Instead of taking a break over summer, a group of University of the Sunshine Coast (USC) students has been hard at work researching birds and other vertebrates on beaches including at Bribie Island.
They have made some surprising observations about how urbanisation is affecting bird populations – from large raptors to small songbirds.
USC PhD candidate Brittany Elliott and Science Honours students Jasmine Ballantyne and Taylor Cooper have been studying vertebrates (animals that have a backbone) of the coastal dunes of South East Queensland.
Their work has focused principally on birds – from large raptors, such as sea eagles and ospreys, to the small songbirds of the coastal heathlands.
It has taken them to 20 sites on the Sunshine Coast, along with locations on North Stradbroke and Bribie Islands.
Surveys have been typically done using motion-activated cameras, resulting in some spectacular images.
The students’ supervisor, Senior Lecturer in Animal Ecology Dr Ben Gilby, says the work will help assess the health of animal populations across the region and identify whether humans are having an impact on animal distribution.

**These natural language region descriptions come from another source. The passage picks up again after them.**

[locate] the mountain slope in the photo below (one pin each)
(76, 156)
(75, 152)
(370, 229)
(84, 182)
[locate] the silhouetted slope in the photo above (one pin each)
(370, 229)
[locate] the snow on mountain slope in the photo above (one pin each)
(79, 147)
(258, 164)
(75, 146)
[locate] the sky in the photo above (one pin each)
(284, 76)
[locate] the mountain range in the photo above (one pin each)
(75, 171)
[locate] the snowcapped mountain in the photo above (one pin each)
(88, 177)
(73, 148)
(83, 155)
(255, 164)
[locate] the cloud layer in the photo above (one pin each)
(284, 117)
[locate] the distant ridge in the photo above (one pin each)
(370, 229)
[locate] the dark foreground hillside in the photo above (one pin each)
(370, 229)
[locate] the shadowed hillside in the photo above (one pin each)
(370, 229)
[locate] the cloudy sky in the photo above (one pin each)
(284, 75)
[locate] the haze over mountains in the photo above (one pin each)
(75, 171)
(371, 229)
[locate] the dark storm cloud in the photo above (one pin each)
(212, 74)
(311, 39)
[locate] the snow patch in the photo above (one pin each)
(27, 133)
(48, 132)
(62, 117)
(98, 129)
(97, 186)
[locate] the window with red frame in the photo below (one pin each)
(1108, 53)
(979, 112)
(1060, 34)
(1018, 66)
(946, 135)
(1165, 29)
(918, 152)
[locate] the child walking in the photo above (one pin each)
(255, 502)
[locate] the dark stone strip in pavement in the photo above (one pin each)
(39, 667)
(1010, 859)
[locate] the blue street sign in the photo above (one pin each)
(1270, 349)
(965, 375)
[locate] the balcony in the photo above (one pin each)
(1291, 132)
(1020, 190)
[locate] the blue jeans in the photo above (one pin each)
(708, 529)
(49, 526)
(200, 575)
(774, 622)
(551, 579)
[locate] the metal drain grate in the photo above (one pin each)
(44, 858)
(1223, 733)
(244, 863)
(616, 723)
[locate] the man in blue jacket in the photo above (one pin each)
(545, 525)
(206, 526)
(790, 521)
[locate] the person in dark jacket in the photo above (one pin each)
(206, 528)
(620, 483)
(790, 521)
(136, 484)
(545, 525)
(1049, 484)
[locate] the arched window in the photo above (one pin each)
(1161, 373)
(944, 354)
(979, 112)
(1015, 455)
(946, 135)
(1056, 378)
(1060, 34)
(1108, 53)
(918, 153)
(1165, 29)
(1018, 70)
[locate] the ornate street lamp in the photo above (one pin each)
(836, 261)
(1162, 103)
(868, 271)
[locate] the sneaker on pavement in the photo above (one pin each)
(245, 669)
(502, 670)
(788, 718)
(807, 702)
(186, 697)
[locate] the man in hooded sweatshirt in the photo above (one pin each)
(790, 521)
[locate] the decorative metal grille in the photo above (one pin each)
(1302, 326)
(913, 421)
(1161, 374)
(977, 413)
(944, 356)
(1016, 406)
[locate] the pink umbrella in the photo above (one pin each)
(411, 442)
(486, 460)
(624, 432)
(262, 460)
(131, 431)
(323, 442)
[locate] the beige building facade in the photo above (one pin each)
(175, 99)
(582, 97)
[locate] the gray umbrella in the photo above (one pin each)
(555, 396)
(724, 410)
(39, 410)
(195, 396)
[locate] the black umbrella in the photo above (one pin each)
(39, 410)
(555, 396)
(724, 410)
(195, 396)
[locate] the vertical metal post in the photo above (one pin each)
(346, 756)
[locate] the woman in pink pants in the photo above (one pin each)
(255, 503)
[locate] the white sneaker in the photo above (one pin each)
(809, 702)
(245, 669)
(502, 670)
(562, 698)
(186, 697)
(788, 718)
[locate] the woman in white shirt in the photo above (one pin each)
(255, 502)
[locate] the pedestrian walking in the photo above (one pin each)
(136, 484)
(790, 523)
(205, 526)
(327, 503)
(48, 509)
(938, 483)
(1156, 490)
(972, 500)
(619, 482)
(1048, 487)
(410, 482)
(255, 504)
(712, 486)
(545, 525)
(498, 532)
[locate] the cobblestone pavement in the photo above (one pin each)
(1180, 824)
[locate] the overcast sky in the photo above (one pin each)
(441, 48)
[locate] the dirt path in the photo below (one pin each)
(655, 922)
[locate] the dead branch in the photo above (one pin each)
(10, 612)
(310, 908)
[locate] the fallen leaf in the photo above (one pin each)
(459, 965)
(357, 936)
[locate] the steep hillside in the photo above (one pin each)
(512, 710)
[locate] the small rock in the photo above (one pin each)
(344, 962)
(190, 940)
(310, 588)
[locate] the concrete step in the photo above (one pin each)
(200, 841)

Dr Gilby, who is based at USC’s Moreton Bay campus at Petrie, said the students’ ongoing work had already provided some important insights.
“Jasmine and Taylor found significant effects of coastal urbanisation on bird assemblages in their projects,” he says.

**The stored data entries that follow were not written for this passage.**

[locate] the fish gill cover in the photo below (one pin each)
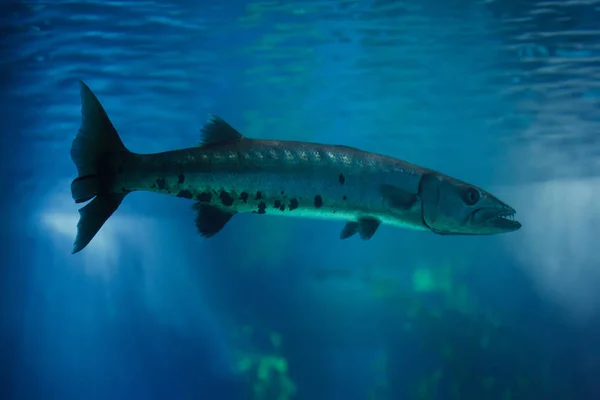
(503, 95)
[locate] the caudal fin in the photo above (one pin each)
(96, 144)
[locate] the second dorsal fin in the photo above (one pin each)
(217, 131)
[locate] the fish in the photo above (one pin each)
(227, 173)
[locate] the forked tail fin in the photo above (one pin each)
(96, 144)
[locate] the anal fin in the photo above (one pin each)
(210, 219)
(365, 227)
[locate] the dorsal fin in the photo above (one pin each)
(217, 131)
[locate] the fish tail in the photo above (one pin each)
(97, 144)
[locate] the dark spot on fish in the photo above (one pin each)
(205, 197)
(226, 199)
(262, 207)
(186, 194)
(318, 201)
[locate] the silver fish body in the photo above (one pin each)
(229, 174)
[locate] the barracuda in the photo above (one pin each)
(228, 173)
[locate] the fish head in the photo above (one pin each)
(452, 207)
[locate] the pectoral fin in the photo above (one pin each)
(210, 220)
(365, 227)
(397, 197)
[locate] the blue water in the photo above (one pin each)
(503, 94)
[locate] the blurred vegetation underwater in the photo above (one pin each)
(499, 92)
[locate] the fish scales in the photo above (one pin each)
(229, 173)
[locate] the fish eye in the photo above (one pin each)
(471, 196)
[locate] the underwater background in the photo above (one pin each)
(503, 94)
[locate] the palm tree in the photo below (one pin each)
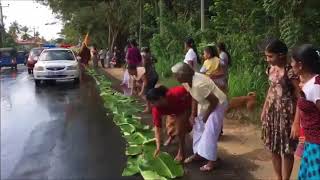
(14, 29)
(25, 30)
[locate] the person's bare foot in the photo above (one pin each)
(210, 166)
(194, 157)
(168, 141)
(146, 110)
(179, 158)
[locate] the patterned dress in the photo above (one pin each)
(310, 122)
(280, 110)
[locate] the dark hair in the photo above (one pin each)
(309, 56)
(276, 46)
(190, 42)
(212, 50)
(132, 67)
(133, 42)
(156, 93)
(222, 47)
(145, 49)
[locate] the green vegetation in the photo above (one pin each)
(244, 25)
(139, 137)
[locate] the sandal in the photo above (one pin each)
(168, 141)
(207, 168)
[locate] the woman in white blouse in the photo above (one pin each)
(191, 57)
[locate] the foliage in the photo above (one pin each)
(244, 25)
(140, 138)
(9, 41)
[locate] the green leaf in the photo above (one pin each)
(151, 175)
(136, 139)
(132, 167)
(126, 127)
(165, 166)
(133, 150)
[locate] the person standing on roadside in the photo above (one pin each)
(208, 106)
(94, 56)
(85, 54)
(108, 58)
(225, 62)
(133, 58)
(102, 56)
(278, 113)
(212, 67)
(305, 62)
(191, 57)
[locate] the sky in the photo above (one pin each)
(33, 15)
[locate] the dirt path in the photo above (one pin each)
(240, 148)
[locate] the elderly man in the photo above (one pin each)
(208, 106)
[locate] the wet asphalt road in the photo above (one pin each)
(57, 131)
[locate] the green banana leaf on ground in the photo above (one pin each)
(134, 150)
(151, 175)
(126, 127)
(140, 138)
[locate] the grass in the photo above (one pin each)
(169, 82)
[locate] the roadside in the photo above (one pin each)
(240, 148)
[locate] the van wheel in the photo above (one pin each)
(37, 82)
(76, 81)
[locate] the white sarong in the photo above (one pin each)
(206, 135)
(126, 79)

“Biodiversity tends to be lower at sites nearer to urbanisation.
“Taylor's research showed, however, that there is nuance in this. Some species of honeyeater are more abundant in areas where they can sneak a feed from flowers in people's gardens.
“Jasmine's work showed that this urbanisation effect extends into the sea, affecting the distribution of fish in the surf zones of the same beaches.”
Taylor, who studies at USC Moreton Bay, says being in nature and observing wildlife is the best part of her degree.
“It is exciting, interesting and challenging, and I love that our research is working towards making a difference to conserve our beautiful wildlife and environment,” she says.
Brittany and Dr Gilby will now work on a project seeking to connect this bird research with information about plants and insects.
“This will give us a great overarching perspective of the condition of coastal dunes,” Dr Gilby says. “We will also be expanding the surveys of the ospreys and eagles from just the beaches and into the surrounding landscapes.
“For example, we'll be surveying sites across the Pumicestone, Maroochy and Mooloolah catchments to identify hotpots of osprey abundance, and therefore to identify possible sites where management should be focused.”
Dr Gilby says the work is supported by Sunshine Coast Council and is part of a larger project monitoring the condition of coastal ecosystems.
The USC researchers are also providing updates to traditional owners and the Queensland Parks and Wildlife Service.